Forming Partnerships For House Flips

3 Replies

I'm a newbie to REI. I bought a house of my own just a little over a year ago, and I'm eager to start buying investment properties. I have quite a bit of equity in my house, so I'm in the process of setting up a HELOC to help fund some of my deals.

While I'm anxiously waiting to get that all set up (I need to take care of some minor repairs and updates after renting to my brother before I can get an appraisal), I am eager to be searching for deals; I really enjoy the hunt (though I think there are a lot of ways I can improve my searching techniques). The problem right now is that I don't have a lot of cash that I am ready to tie up into a deal, so I was hoping to network and make an arrangement, specifically for a house flip in which I find the deals, do the legwork to get the repairs done, then get it sold, while the partner finances the deal and manages everything to make sure his/her money is well-invested.
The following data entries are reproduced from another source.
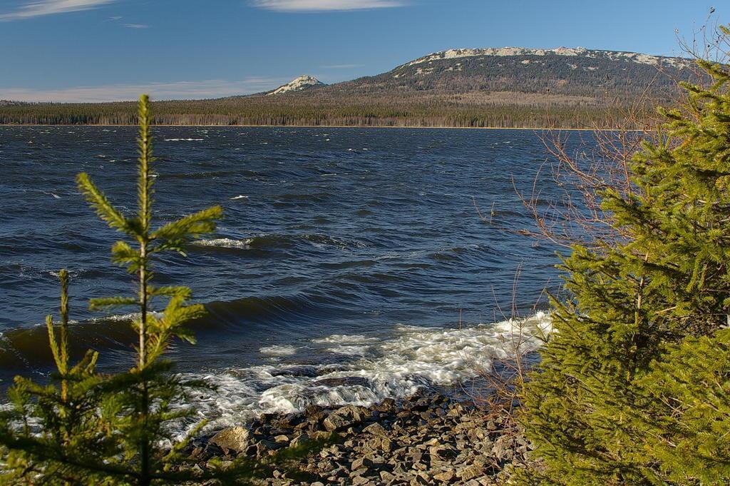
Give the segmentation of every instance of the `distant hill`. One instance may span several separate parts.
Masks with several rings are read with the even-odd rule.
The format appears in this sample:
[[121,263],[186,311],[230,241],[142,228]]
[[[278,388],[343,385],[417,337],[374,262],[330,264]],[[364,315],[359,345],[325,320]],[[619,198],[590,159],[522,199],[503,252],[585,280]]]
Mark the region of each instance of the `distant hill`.
[[[693,79],[683,58],[583,48],[451,49],[385,73],[325,85],[312,76],[253,95],[158,102],[169,124],[583,127],[650,110]],[[0,123],[134,124],[132,103],[0,104]]]
[[318,79],[309,75],[299,76],[292,80],[285,85],[279,86],[276,89],[269,91],[266,95],[282,94],[283,93],[292,93],[295,91],[304,91],[317,86],[323,86],[325,84]]

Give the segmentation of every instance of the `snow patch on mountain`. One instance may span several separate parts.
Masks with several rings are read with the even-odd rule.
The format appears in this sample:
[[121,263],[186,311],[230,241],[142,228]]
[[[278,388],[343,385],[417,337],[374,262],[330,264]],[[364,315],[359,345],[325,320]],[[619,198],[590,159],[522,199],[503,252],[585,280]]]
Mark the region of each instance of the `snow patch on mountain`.
[[271,93],[267,93],[266,96],[281,94],[282,93],[288,93],[290,91],[301,91],[304,89],[307,89],[313,86],[323,86],[324,83],[314,76],[304,75],[304,76],[299,76],[296,79],[287,83],[282,86],[279,86]]
[[683,58],[668,58],[660,56],[650,56],[638,53],[626,53],[615,50],[594,50],[585,48],[557,48],[556,49],[527,49],[525,48],[488,48],[485,49],[449,49],[439,53],[433,53],[422,58],[403,64],[399,69],[430,63],[444,59],[478,56],[566,56],[587,58],[604,58],[612,61],[628,61],[652,66],[669,65],[678,68],[688,67],[692,61]]

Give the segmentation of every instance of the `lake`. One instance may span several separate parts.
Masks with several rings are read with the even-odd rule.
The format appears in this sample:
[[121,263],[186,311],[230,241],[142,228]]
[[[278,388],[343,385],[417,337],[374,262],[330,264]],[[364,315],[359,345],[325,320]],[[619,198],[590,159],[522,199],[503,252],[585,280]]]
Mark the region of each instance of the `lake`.
[[[129,316],[91,312],[87,301],[133,292],[132,279],[110,262],[118,235],[74,178],[88,172],[131,210],[135,133],[0,126],[3,386],[51,369],[40,324],[58,314],[61,267],[72,276],[74,349],[101,350],[102,370],[131,365]],[[534,226],[515,191],[531,190],[546,159],[531,131],[154,133],[158,221],[225,210],[188,258],[155,267],[158,284],[189,286],[207,306],[191,324],[199,343],[176,343],[171,357],[218,387],[196,406],[219,425],[453,385],[499,352],[513,308],[534,316],[546,308],[543,289],[558,286],[556,248],[504,229]],[[546,182],[542,195],[558,194]]]

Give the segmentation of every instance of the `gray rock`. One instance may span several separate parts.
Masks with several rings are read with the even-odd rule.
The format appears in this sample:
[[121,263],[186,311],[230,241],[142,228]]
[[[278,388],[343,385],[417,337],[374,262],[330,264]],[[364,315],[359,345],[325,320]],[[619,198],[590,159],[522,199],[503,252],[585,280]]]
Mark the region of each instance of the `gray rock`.
[[223,449],[243,452],[250,444],[250,433],[243,427],[229,427],[213,436],[210,442]]
[[377,422],[374,424],[370,424],[367,427],[363,429],[363,432],[366,432],[367,433],[372,433],[374,436],[385,436],[388,435],[388,431]]
[[344,417],[337,412],[332,412],[322,421],[322,425],[329,432],[336,432],[344,430],[354,422],[355,421],[352,418]]

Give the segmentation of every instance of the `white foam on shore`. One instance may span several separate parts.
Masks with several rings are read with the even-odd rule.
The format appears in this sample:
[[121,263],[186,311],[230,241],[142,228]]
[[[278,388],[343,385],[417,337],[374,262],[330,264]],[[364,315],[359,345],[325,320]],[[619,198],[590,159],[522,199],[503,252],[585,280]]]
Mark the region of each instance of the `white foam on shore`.
[[293,346],[267,346],[261,348],[258,352],[269,356],[293,356],[296,354],[296,348]]
[[[212,430],[262,413],[299,411],[310,404],[367,406],[386,398],[402,398],[423,387],[468,381],[489,368],[496,357],[514,355],[518,349],[523,353],[538,349],[542,338],[551,332],[550,316],[539,312],[523,319],[462,329],[398,325],[383,338],[333,335],[312,340],[311,346],[315,352],[320,348],[349,354],[351,361],[220,370],[204,377],[216,391],[201,395],[189,406],[210,421],[207,427]],[[291,356],[296,349],[278,345],[260,351]],[[349,352],[339,352],[345,351]]]

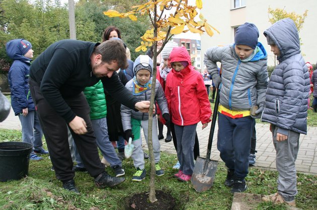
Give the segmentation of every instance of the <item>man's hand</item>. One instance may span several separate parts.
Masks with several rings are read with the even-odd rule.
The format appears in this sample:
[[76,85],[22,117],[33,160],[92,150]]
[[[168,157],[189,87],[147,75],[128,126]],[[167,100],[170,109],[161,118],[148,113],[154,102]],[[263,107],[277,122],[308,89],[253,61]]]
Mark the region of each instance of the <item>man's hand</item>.
[[22,110],[22,115],[23,116],[26,117],[28,114],[29,114],[29,110],[28,110],[28,108],[23,109]]
[[75,117],[75,118],[69,123],[69,127],[76,134],[82,135],[87,133],[86,122],[80,117]]
[[287,140],[287,136],[284,135],[279,133],[276,133],[276,140],[278,142]]
[[[148,113],[149,110],[150,101],[148,100],[142,100],[137,102],[134,107],[135,109],[142,113]],[[153,107],[153,114],[155,113],[155,107]]]
[[208,123],[204,123],[203,124],[202,127],[201,127],[201,129],[202,130],[202,129],[204,129],[205,128],[206,128],[207,126],[208,126]]

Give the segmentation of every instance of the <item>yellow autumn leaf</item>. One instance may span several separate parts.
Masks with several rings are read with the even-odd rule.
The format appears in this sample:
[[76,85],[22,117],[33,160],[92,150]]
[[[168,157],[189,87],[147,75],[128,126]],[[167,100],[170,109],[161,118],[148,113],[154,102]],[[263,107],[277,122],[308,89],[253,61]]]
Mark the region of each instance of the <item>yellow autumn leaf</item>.
[[104,12],[104,15],[110,18],[113,18],[114,17],[120,17],[121,14],[118,11],[112,10],[109,10],[107,12]]
[[182,20],[180,18],[176,18],[173,17],[169,17],[168,20],[172,23],[177,23],[178,24],[183,24],[185,23],[185,21]]
[[134,15],[132,15],[132,14],[129,15],[129,18],[132,21],[137,21],[137,18]]
[[201,20],[202,21],[204,21],[205,20],[204,16],[201,13],[199,14],[199,18],[200,18],[200,20]]
[[192,33],[194,33],[195,34],[202,34],[203,32],[200,31],[199,29],[197,29],[196,28],[193,27],[191,26],[190,26],[189,25],[187,25],[187,27],[188,27],[188,29],[189,29],[189,30],[191,31],[191,32]]
[[204,26],[205,25],[205,22],[203,21],[198,21],[197,22],[197,25],[199,26]]
[[192,12],[189,13],[189,15],[190,16],[191,19],[193,19],[194,18],[195,18],[196,16],[197,15],[197,11],[196,11],[196,10],[193,10]]
[[209,26],[207,25],[205,25],[205,30],[206,30],[206,32],[207,32],[207,34],[211,37],[213,36],[213,32],[211,30]]
[[202,8],[202,0],[196,0],[196,6],[198,9]]
[[182,24],[179,26],[177,26],[171,30],[171,33],[172,34],[179,34],[183,32],[184,30],[184,27],[185,24]]

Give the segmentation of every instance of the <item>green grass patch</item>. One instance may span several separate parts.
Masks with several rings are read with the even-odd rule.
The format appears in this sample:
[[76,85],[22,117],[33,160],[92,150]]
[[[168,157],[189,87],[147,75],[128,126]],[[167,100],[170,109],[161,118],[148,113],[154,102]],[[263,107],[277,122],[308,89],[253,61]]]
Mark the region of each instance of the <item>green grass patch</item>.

My question is: What kind of partnerships have you guys had that you found beneficial, and what were the best ways that you found to arrange to work with a partner? I'm looking specifically to partner on a house flip so that the partnership doesn't have to be long-term. I look forward to hearing from everyone.

@Daniel Howard I am coming out of a "partnership" between my wife and I and 2 other partners. It has not gone well. We thought "they" would be good financial partners, as doctors. In fact, it has lead to many issues and the divorce is not going to be amenable. If you can find a way, do it all yourself. 

By doing it yourself, you know 1) your limits, and you learn a lot about the amount of risk you are willing to take on & 2) you don't need a partner. You can get partners in the form of lending institutions on your own. You can find entities that will do buy-fix-flip deals with you and you will learn the system of what you can take in as an investor. 

Do your first deal on your own, then you can decide if you "need" the partner. Best of luck to you! 

The easiest way to set up a partnership where the responsibilities are clear is to bring in a partner as a private lender.

There are professional private lenders known as hard money lenders.   Good ones can be like partners where they charge you a high interest rate based on the assumed financial risk and can help you with vendors and other resources.  But at the end of the day they are the lender and you are the owner.

Like @Jack Bobeck says, once you understand the risks involved, then it might be more appropriate to ask folks without professional real estate experience.

Also, sellers make excellent financial partners.

@Daniel Howard don't let someone else's good/bad experience persuade/dissuade you from doing what you think is going to work for you.  Ultimately, you're only going to know by doing.  It's good to read about other's experiences, but there's no experience quite like doing it.

I know people who have had great partnerships. 

Do you know anyone with money?  Someone who likes to take on investments?  Approach them with properties in mind, having done all the work already, and lay out exactly what this investment looks like.  Make it a "turn key" investment for them, where all they have to do is provide funds, and they'll get more back.  If that doesn't work, bring those same properties/investments to a real estate meetup, or even connect with investors on BP.

As @William Hochstedler mentioned there are hard money lenders, but surely you know of those.  If your scenarios are solid, and you believe in them, take that road, but it doesn't have to be option 1 at all.